Andrew Grotto, a former senior director for cybersecurity policy on the National Security Council, recently warned that Metro’s request for proposals did not allow the transit agency to reject a bid because of cybersecurity worries. “The risk of espionage is uniquely high in our nation’s capital,” Grotto, now a fellow at Stanford University’s Center for International Security and Cooperation, said. “Malware could divert data collected from the high definition security cameras. An adversary with that data could then use facial recognition algorithms to track riders, potentially right down to the commuting patterns of individual riders.”
Do we want Chinese intelligence, using facial-recognition sensors or electronic intercept technology, to track Metro riders in and out of the Pentagon?
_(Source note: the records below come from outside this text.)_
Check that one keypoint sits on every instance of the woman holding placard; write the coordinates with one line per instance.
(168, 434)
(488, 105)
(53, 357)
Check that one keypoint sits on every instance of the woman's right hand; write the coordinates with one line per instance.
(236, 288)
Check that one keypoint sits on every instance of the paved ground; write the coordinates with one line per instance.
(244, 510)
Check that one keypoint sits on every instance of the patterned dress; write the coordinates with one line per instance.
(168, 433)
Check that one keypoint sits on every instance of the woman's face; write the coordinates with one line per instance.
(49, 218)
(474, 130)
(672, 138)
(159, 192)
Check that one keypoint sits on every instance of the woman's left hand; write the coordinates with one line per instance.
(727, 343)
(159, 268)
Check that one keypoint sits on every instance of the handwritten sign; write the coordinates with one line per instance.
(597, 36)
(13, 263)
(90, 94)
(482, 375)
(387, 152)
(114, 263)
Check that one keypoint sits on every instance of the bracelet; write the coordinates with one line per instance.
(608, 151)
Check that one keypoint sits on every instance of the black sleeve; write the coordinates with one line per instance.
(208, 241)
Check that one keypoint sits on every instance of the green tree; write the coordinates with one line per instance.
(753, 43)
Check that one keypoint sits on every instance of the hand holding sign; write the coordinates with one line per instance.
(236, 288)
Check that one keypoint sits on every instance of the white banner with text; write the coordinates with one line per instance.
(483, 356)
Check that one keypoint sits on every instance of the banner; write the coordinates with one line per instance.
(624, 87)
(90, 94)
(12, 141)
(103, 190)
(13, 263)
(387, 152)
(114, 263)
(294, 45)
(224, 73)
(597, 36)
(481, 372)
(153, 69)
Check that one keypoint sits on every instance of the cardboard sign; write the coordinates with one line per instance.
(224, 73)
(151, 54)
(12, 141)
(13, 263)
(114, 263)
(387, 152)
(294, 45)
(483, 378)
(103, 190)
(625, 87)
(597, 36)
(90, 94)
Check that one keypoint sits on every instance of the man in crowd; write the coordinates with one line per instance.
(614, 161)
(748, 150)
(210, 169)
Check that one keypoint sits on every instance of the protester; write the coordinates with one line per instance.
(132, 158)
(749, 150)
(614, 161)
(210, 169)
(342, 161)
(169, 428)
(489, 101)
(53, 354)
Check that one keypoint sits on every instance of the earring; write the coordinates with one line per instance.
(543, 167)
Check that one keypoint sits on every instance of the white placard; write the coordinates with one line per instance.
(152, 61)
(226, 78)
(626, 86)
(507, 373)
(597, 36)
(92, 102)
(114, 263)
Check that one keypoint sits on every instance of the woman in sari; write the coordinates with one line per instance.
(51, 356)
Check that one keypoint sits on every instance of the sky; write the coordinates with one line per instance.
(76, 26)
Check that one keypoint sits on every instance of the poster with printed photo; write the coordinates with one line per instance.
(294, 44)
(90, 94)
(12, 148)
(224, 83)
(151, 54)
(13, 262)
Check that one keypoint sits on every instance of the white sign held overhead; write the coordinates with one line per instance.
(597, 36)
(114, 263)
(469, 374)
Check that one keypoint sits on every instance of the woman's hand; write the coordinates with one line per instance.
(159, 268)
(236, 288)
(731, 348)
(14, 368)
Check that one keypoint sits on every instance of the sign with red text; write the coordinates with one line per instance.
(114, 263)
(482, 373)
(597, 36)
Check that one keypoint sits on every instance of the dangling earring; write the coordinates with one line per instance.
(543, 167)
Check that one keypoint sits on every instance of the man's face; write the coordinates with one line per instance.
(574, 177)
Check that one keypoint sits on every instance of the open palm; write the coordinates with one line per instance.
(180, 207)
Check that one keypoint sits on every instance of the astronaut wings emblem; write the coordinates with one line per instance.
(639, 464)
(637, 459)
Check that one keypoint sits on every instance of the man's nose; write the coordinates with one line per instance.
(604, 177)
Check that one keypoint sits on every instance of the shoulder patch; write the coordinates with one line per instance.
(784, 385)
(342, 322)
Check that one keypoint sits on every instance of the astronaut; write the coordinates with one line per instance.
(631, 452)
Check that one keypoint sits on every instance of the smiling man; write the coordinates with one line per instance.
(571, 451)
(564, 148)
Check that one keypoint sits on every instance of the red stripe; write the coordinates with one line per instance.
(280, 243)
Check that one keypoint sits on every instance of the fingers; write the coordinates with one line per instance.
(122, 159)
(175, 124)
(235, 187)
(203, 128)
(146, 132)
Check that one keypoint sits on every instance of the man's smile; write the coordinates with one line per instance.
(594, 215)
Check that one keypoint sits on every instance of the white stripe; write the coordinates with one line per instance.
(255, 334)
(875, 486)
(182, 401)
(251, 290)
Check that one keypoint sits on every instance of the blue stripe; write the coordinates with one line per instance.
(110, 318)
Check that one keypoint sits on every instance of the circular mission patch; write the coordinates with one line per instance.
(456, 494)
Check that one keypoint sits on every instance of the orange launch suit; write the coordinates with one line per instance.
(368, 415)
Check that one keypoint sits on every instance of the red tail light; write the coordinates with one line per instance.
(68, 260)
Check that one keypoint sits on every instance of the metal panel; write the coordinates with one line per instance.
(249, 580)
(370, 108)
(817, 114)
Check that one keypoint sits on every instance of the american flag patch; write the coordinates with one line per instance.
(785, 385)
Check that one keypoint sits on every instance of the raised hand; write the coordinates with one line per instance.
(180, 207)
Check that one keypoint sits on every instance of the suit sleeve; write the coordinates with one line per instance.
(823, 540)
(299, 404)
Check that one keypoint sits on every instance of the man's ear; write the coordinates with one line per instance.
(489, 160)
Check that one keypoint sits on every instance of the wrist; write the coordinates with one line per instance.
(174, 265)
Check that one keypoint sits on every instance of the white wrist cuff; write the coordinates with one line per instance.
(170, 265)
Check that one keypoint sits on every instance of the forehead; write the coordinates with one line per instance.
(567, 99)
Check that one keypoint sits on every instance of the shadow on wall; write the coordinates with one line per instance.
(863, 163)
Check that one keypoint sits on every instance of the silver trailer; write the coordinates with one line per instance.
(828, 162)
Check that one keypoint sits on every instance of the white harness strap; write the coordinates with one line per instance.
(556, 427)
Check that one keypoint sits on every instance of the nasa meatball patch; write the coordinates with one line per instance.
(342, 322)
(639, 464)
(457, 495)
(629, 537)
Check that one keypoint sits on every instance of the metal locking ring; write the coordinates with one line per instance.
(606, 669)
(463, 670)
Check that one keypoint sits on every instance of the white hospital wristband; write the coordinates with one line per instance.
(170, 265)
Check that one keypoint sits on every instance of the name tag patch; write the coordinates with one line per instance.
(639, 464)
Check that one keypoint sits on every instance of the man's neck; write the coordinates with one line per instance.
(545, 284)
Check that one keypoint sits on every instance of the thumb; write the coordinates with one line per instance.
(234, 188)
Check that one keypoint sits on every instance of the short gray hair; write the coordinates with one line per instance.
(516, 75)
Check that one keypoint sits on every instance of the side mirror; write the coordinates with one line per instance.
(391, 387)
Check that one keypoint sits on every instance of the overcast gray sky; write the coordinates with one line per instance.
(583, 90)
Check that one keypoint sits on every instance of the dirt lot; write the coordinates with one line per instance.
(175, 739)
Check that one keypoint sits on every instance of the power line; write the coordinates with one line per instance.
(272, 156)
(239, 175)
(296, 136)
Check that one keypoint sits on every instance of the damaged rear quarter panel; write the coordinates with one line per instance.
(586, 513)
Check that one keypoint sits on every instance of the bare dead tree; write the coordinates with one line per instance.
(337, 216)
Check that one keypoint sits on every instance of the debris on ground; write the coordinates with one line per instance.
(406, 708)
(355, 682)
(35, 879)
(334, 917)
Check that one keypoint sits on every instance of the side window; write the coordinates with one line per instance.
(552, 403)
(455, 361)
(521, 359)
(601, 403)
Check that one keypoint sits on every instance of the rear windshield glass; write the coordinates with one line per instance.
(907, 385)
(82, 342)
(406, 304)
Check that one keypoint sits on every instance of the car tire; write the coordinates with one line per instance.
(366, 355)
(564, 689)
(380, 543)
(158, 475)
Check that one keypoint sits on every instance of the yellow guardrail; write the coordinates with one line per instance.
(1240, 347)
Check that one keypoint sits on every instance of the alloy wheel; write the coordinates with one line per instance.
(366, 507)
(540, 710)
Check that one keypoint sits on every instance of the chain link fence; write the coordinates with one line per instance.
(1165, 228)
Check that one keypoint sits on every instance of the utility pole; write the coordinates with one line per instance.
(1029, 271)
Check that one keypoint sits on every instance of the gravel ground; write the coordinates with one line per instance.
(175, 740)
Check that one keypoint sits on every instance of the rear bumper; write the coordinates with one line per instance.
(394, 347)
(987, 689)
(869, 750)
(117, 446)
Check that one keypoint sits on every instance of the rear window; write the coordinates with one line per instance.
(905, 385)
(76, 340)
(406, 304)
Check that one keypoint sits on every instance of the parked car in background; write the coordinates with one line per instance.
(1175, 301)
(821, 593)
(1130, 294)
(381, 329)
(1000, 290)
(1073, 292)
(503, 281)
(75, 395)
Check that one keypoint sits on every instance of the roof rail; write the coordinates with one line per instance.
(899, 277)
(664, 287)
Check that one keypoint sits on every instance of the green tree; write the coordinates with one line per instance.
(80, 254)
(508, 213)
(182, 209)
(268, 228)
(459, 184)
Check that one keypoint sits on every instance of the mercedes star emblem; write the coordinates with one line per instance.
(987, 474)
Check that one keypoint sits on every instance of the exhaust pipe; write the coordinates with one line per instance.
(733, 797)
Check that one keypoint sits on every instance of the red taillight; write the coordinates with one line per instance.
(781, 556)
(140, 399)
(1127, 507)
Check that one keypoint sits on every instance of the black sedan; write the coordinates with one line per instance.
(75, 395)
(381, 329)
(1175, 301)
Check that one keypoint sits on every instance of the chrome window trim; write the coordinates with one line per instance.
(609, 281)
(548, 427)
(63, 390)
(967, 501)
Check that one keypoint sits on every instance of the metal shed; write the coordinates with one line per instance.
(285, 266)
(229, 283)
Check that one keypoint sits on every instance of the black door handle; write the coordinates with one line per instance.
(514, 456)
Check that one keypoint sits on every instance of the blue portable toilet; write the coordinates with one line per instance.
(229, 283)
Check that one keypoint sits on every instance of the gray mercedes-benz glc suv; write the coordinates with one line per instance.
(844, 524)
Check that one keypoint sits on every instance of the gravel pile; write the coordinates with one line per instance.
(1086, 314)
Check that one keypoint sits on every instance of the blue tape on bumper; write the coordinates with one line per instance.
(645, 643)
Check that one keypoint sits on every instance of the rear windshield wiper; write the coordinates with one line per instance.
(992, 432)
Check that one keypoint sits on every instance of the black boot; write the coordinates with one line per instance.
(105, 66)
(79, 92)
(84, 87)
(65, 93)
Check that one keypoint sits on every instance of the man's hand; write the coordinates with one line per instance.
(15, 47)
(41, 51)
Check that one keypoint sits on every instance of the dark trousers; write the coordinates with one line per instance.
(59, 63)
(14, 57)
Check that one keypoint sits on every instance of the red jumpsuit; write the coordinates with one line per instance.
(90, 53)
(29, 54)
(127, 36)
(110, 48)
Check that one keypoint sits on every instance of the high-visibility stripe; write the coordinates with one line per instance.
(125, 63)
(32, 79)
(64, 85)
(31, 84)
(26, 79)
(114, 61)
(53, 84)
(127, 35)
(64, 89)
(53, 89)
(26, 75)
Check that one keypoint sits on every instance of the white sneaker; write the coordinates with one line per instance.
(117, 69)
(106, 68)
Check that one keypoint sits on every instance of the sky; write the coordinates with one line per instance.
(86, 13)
Or the State Department? Or anywhere else in the Metro system? The answer is obvious.
The playbook is simple: China, via the state-owned CRRC Corporation Limited, enters a market at the local level, subsidizes the assembly of Chinese rail cars with Chinese parts and components and supplies them to cash-strapped transit agencies at bargain-basement prices. In the process, Chinese companies bring a small number of assembly jobs to the United States but keep the manufacturing, technology, and research and development locked down in China. CRRC made headlines when it announced
plans to build
a 42,500-square-foot facility in Springfield, Mass. Though hiring fewer than 200 employees, CRRC has worked tirelessly to create the facade that it’s bringing manufacturing back to the city. It’s not. Just like CRRC’s presence in Chicago, the Massachusetts CRRC facility is nothing more than an assembly plant for transit rail parts made in China and then shipped to our shores.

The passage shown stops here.